Thinking of the women's suffrage movement brings to mind images of women picketing outside the White House, marching in the capitol and banners reading, "Votes for women." But the push for the passage of the 19th amendment took hold nationwide, and Missouri was no exception.
At the Boone County History and Culture Center, the "She Got the Vote" exhibit is celebrating Columbia's and Missouri's roles in the larger suffrage movement. The exhibit opened last fall to commemorate the 100th anniversary of the passage of the 19th amendment in 1919 and its ratification in 1920. Missouri was the 11th of 36 necessary states to ratify the amendment.

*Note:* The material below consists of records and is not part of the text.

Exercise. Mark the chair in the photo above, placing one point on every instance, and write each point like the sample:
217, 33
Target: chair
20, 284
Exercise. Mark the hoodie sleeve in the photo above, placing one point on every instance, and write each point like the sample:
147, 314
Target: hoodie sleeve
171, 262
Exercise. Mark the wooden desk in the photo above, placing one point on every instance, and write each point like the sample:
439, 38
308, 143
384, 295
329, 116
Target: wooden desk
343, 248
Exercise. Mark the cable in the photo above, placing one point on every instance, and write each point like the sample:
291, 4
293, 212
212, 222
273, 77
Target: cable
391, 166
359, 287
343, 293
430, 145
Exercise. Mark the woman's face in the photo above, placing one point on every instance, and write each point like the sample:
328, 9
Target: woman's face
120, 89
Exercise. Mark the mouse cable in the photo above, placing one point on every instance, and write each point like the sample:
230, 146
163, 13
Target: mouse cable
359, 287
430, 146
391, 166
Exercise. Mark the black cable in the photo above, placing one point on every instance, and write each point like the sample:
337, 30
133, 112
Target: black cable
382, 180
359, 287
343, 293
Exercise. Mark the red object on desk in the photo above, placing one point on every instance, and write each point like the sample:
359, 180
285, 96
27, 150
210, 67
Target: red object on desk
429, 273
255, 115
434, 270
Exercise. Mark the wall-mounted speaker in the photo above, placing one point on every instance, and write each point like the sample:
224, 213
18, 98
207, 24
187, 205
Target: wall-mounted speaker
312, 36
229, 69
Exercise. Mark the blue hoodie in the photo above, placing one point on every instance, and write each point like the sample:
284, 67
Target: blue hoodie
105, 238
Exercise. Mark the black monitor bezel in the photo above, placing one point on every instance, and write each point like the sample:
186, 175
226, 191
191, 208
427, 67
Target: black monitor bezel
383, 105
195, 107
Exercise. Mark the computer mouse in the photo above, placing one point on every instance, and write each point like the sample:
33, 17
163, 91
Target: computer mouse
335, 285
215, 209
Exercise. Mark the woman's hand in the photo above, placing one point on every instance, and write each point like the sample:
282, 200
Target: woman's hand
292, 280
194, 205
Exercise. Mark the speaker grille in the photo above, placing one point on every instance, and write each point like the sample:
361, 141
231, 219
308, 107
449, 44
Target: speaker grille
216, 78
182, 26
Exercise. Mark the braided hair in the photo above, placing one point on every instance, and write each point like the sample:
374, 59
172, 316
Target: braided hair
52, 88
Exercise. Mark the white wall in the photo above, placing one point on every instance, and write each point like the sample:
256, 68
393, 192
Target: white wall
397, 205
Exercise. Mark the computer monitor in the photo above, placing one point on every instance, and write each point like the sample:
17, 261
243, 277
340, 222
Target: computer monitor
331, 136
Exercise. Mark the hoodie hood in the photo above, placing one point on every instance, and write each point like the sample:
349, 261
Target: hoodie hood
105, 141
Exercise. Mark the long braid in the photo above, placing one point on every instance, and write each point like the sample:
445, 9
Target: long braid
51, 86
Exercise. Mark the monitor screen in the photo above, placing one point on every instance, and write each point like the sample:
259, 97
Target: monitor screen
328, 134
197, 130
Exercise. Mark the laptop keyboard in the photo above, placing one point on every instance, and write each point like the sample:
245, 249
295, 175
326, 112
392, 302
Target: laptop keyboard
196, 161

Although the amendment gave the right to vote to all women, Black women were often kept from casting their ballots by restrictions such as poll taxes and other local laws. It wasn't until the passage of the Voting Rights Act of 1965 that such barriers were outlawed.
As the U.S. approaches the Nov. 3 general election and the conversation around racial and gender equality has reignited, the celebration of women's suffrage remains relevant.
Odes to Columbia activists
The exhibit is full of nods to Columbia's suffragists both male and female. The Columbia Equal Suffrage League was founded in the early 1900s, and its first president was former MU president Richard Henry Jesse, the namesake of Francis Quadrangle's Jesse Hall. The exhibit features more information on the group and copies of minutes from one of its meetings.
"These very powerful women said, 'Everybody in the whole state knows you. Why don't you be president of this? Because it'll get us more attention in the press, and men will pay attention,'" says Chris Campbell, executive director of the Boone County History and Culture Center. "I always thought that was a part of the story that a lot of people don't know."
Luella Wilcox St. Clair Moss, president of what would become Columbia College, was elected vice president of the Columbia ESL. Wilcox St. Clair was among Columbia's most influential suffrage leaders and in 1922 became president of the local League of Women Voters. The same year, she became the first female candidate from Missouri to be nominated for national office. One corner of the exhibit is dedicated to the Columbia-Boone County LWV and its presidents, including Wilcox St. Clair Moss.
There's also a photo of MU chemistry major Hazel Hunkins participating in the famous National Woman's Party protest outside Woodrow Wilson's White House. Women such as Hunkins, who wore a sash that read, "U. of MO," became the first group to protest outside the White House in 1917.
When officials walked the 10 blocks from the Jefferson Hotel to the St. Louis Coliseum for day one of the 1916 Democratic National Convention, they walked along a street lined with silent suffragettes. In what became known as "The Golden Lane," about 7,000 women from around the country gathered for a "walk-less, talk-less parade" advocating for the party to endorse women's suffrage. That year, they did.
The white dresses, purple and yellow sashes and yellow parasols they wore became iconic, and thanks to the Boone County Historical Society, three such ensembles are on display as the centerpiece of the exhibit.
"You just walk into the room and it just hits you," says Marilyn McLeod, president of the League of Women Voters of Columbia-Boone County, which loaned items for the exhibit. "You see the women and their sashes."
Tableau on a tapestry
The culmination of the Golden Lane protest was a tableau staged by suffragists to represent the fight for voting rights. Marguerite Martyn sketched the demonstration for the June 11, 1916 issue of the St. Louis Post-Dispatch's Sunday magazine. Her sketch is now enlarged and displayed on the exhibit's back wall.
It features women dressed in black to represent states who had failed to pass suffrage measures, women dressed in white holding shields emblazoned with the names of states who had granted women voting rights, women representing other countries that had universal suffrage and women standing in for undecided states.